Fishbowl sieht Bildungskrise
In der zweiten Halbzeit bleibt es zwar beim Thema „Bildungskrise“ aber körperlich kommt Bewegung in die Runde. Beim Fishbowl-Format gibt es einen freien Sessel im Podium. Wer einen Beitrag hat, gesellt sich in die Runde. Die Runde macht klar, was sie besonders bewegt: Die Bildungschancen der Görlitzer Kinder und Jugendlichen. Dass dabei Zukunftsthemen der Hochschule etwas kurz kamen, zeigt, dass hier der Schuh besonders drückt.
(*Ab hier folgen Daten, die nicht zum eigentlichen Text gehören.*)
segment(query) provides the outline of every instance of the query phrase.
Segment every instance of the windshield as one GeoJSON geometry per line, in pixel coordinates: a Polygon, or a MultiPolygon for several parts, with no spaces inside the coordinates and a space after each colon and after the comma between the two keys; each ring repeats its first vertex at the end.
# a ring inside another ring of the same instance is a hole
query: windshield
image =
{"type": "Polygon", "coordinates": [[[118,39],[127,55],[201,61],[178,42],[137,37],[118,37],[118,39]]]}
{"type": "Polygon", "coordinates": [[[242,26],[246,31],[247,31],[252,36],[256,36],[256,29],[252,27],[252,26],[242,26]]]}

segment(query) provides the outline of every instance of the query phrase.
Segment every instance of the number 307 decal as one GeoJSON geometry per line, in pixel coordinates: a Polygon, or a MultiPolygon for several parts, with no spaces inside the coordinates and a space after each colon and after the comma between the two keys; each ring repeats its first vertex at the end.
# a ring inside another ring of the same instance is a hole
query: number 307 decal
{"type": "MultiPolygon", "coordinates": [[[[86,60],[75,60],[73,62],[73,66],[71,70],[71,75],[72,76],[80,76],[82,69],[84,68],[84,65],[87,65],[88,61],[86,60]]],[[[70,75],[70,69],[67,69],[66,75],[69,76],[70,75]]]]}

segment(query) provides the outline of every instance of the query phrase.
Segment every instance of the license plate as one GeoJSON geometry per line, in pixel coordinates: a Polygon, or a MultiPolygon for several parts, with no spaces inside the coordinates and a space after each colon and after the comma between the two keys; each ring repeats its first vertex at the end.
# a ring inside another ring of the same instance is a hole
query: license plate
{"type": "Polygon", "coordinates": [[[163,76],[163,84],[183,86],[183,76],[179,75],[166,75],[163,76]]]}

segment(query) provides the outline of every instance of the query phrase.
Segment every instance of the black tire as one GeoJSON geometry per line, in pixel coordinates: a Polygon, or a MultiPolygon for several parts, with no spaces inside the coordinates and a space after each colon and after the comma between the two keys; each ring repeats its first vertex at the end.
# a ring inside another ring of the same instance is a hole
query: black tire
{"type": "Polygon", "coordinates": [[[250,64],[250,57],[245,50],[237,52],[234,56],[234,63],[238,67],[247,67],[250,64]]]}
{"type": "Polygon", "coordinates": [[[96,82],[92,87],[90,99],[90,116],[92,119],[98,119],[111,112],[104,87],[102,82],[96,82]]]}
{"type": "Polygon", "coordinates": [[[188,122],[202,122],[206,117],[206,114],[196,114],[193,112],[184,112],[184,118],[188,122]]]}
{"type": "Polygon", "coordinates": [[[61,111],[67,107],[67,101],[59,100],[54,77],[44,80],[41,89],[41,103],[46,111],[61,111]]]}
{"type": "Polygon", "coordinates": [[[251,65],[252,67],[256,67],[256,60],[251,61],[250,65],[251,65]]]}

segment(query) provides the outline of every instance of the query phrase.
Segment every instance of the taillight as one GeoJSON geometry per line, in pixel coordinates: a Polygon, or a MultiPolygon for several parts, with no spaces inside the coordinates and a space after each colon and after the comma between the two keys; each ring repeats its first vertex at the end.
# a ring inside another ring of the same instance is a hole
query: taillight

Prof. Martin Goldfriedrich gelingt es, einen Bogen zu schlagen, von der Betrachtung unserer Defizite zu den Möglichkeiten der Technologie: „Künstliche Intelligenz kann Lehrerinnen und Lehrer dabei unterstützen, die Kinder und Jugendlichen ganz individuell zu fördern.“ Wir haben viel zu tun. Und sind nicht allein. Ist es nicht beneidenswert, in einer Zeit des Wandels eine Hochschule in der Nachbarschaft zu haben?